KATA WEINER, seperti yang sering saya kutip, “tempat-tempat tertentu bagaikan keluarga”. Tempat-tempat itu terus menerus membuat kita merasa terganggu, terutama pada hari-hari libur. Kita kembali lagi karena kita tahu, di lubuk hati kita, bahwa takdir kita saling terkait. Dan bagi saya, tempat itu adalah gunung—barangkali juga hutan yang rindang yang belum banyak dijamah manusia.
Tetapi sebenarnya saya membencinya meski juga sangat mencintainya. Tidak secara bergantian, tapi secara bersamaan. Saya membencinya sebab tidak selamanya bisa mengunjungginya. Dan saya mencintainya sebab setiapkali mendakinya saya merasa bahagia.
Saya sadar, bahwa kehidupan di kota sangat berbeda dengan kehidupan di gunung—atau di hutan, di desa, di tempat mana pun yang jauh dari kota. Keduanya adalah dunia yang terpisah, seperti dua planet yang berbeda—bahkan dua galaksi yang berbeda.
Kehidupan di kota bagaikan angin topan. Kekuatan mahadahsyat, yang mengisap saya masuk ke pusarannya dan memutar saya dengan amat cepat hingga saya merasa waktu seakan berjalan lebih cepat dari napas manusia.

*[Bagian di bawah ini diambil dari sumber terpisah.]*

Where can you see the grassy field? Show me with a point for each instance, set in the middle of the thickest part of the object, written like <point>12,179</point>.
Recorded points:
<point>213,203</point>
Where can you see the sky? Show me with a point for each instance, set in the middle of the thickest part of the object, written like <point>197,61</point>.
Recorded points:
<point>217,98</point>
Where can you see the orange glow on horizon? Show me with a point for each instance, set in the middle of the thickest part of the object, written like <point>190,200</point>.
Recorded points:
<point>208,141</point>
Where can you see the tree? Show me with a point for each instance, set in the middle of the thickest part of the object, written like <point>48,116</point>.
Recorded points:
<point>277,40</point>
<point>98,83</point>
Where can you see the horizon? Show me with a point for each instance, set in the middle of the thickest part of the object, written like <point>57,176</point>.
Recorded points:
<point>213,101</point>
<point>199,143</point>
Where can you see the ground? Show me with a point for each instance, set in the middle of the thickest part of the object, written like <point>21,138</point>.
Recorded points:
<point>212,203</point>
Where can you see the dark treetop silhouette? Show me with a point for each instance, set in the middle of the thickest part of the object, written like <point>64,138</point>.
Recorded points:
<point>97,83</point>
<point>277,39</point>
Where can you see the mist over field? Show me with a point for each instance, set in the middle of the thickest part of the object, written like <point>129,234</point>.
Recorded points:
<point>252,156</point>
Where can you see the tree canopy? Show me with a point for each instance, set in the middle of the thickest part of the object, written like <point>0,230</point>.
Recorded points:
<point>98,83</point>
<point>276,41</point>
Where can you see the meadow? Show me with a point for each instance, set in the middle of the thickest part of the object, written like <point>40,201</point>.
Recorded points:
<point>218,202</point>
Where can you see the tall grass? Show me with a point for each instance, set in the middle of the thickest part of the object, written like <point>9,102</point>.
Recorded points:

Di kota, selalu ada orang di sekeliling saya yang tak bisa saya hindari. Ingar-bingar lalu lintas, proyek-proyek pembangunan, orang bertengkar dengan keluarga sendiri karena masalah uang, kesetiaan, dan patah hati. Dan semuanya. Waktu rasanya tak pernah cukup.
Jaswanto dan Tasya berpose di atas Bukit Trunyan / Foto: Dok. Jaswanto
Saya memang tidak menyalahkan masyarakat yang berbudaya nyaman. Namun, saya tetap merasa ada sesuatu yang tidak benar, sesuatu yang hilang. Dengan memandang sekeliling saya mendapat kesan bahwa orang lain juga merasakan hal yang sama.
Tentu saja tidak semua buruk. Kota menawarkan kenyamanan dan kemewahan: air panas yang tak ada habisnya, toko swalayan dengan begitu banyak pilihan barang, listrik, telpon, internet, jaminan kesehatan, dan banyak lagi.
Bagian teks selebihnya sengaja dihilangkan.